In fact, the banks probably weren’t disappointed at all by the shaky status of many of these loans: in part because they could use the information that some of the mortgages were rotten to get a discount from the mortgage originators on the price paid for the entire portfolio. The people who should have been concerned were the investors who bought the securities from the Wall Street firms. But the amazing revelation of the Sacramento hearing was that the investment banks did not pass this very valuable information on to their customers.
The Mortgage Morass
By PAUL KRUGMAN, The New York Times
Published: October 14, 2010
Now an awful truth is becoming apparent: In many cases, the documentation doesn’t exist. In the frenzy of the bubble, much home lending was undertaken by fly-by-night companies trying to generate as much volume as possible. These loans were sold off to mortgage “trusts,” which, in turn, sliced and diced them into mortgage-backed securities. The trusts were legally required to obtain and hold the mortgage notes that specified the borrowers’ obligations. But it’s now apparent that such niceties were frequently neglected. And this means that many of the foreclosures now taking place are, in fact, illegal.

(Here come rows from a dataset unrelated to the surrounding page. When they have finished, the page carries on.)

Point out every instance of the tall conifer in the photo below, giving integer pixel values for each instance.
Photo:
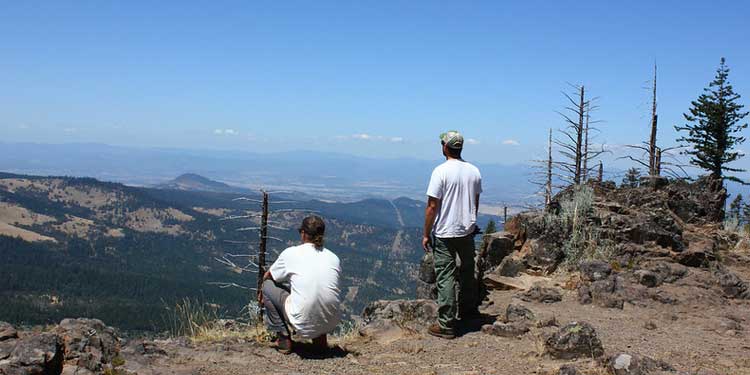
(713, 127)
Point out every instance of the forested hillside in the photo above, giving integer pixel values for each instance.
(81, 247)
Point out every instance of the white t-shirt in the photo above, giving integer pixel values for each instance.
(313, 276)
(456, 183)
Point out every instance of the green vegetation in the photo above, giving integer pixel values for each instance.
(632, 178)
(713, 123)
(491, 227)
(580, 240)
(127, 281)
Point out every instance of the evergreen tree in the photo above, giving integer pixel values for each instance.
(712, 127)
(491, 227)
(735, 207)
(631, 178)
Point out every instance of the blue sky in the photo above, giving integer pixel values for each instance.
(373, 78)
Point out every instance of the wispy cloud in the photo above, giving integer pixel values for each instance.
(370, 137)
(226, 132)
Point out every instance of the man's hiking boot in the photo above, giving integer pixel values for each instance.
(284, 345)
(472, 314)
(438, 331)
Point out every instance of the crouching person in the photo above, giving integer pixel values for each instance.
(300, 291)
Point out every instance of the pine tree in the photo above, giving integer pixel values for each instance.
(631, 178)
(491, 227)
(712, 127)
(735, 207)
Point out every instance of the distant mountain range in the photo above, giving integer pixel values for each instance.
(325, 176)
(82, 247)
(194, 182)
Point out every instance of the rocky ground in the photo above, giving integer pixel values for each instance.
(669, 297)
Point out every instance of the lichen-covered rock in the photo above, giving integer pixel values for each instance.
(568, 370)
(698, 254)
(89, 343)
(495, 247)
(633, 364)
(732, 285)
(574, 340)
(541, 294)
(542, 256)
(647, 278)
(407, 313)
(512, 329)
(35, 354)
(510, 267)
(517, 312)
(594, 270)
(667, 272)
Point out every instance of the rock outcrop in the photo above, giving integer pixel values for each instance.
(83, 346)
(574, 340)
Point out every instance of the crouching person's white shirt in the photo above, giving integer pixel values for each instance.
(313, 276)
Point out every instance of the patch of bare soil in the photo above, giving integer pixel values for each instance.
(152, 220)
(218, 212)
(699, 332)
(16, 215)
(27, 235)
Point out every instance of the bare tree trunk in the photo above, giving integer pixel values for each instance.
(262, 247)
(579, 142)
(657, 163)
(585, 155)
(653, 170)
(548, 187)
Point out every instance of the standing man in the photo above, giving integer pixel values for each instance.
(449, 228)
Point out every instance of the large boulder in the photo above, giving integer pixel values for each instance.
(542, 294)
(607, 293)
(89, 343)
(574, 340)
(38, 354)
(595, 270)
(542, 256)
(495, 247)
(515, 313)
(512, 329)
(633, 364)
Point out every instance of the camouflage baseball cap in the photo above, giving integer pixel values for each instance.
(452, 139)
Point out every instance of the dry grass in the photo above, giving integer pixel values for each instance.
(217, 331)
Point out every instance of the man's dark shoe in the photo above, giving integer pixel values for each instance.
(284, 345)
(470, 315)
(438, 331)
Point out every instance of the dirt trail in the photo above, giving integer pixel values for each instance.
(689, 335)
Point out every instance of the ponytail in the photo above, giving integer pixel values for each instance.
(317, 240)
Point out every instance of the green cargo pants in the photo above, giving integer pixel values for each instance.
(445, 251)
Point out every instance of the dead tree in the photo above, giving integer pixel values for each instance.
(543, 175)
(548, 186)
(651, 156)
(254, 261)
(653, 169)
(574, 144)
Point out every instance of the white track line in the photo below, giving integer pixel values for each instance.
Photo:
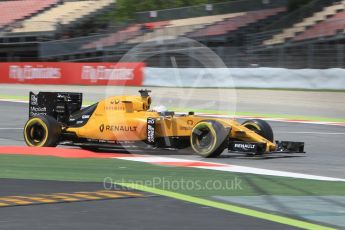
(320, 133)
(226, 167)
(11, 128)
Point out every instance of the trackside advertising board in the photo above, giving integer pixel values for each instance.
(72, 73)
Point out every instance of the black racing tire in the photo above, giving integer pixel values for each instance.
(260, 127)
(208, 138)
(89, 148)
(42, 131)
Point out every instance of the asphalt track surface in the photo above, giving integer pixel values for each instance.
(325, 151)
(154, 212)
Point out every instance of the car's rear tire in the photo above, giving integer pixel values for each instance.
(89, 148)
(260, 127)
(208, 138)
(42, 131)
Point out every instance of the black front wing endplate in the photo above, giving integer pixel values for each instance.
(259, 148)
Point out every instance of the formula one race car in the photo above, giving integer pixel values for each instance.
(127, 121)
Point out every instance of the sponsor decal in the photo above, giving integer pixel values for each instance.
(114, 107)
(114, 102)
(185, 128)
(106, 73)
(117, 128)
(189, 127)
(30, 72)
(38, 109)
(245, 146)
(33, 114)
(151, 130)
(101, 128)
(33, 99)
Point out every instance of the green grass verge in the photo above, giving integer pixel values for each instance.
(188, 181)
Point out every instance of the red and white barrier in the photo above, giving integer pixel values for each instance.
(72, 73)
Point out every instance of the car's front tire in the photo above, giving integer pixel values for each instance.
(42, 131)
(208, 138)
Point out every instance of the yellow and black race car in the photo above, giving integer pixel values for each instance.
(127, 121)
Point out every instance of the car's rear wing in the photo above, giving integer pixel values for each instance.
(56, 104)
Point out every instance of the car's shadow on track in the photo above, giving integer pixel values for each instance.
(257, 157)
(187, 152)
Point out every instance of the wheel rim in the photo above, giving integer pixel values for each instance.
(35, 133)
(203, 139)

This is very, very bad. For one thing, it’s a near certainty that significant numbers of borrowers are being defrauded – charged fees they don’t actually owe, declared in default when, by the terms of their loan agreements, they aren’t.
Beyond that, if trusts can’t produce proof that they actually own the mortgages against which they have been selling claims, the sponsors of these trusts will face lawsuits from investors who bought these claims – claims that are now, in many cases, worth only a small fraction of their face value.
And who are these sponsors? Major financial institutions – the same institutions supposedly rescued by government programs last year. So the mortgage mess threatens to produce another financial crisis.
But always remember that as large as the problem is for the banksters your proximate problem is that you may not have clear title to your property if it’s registered with MERS and not the town, city, county, or state.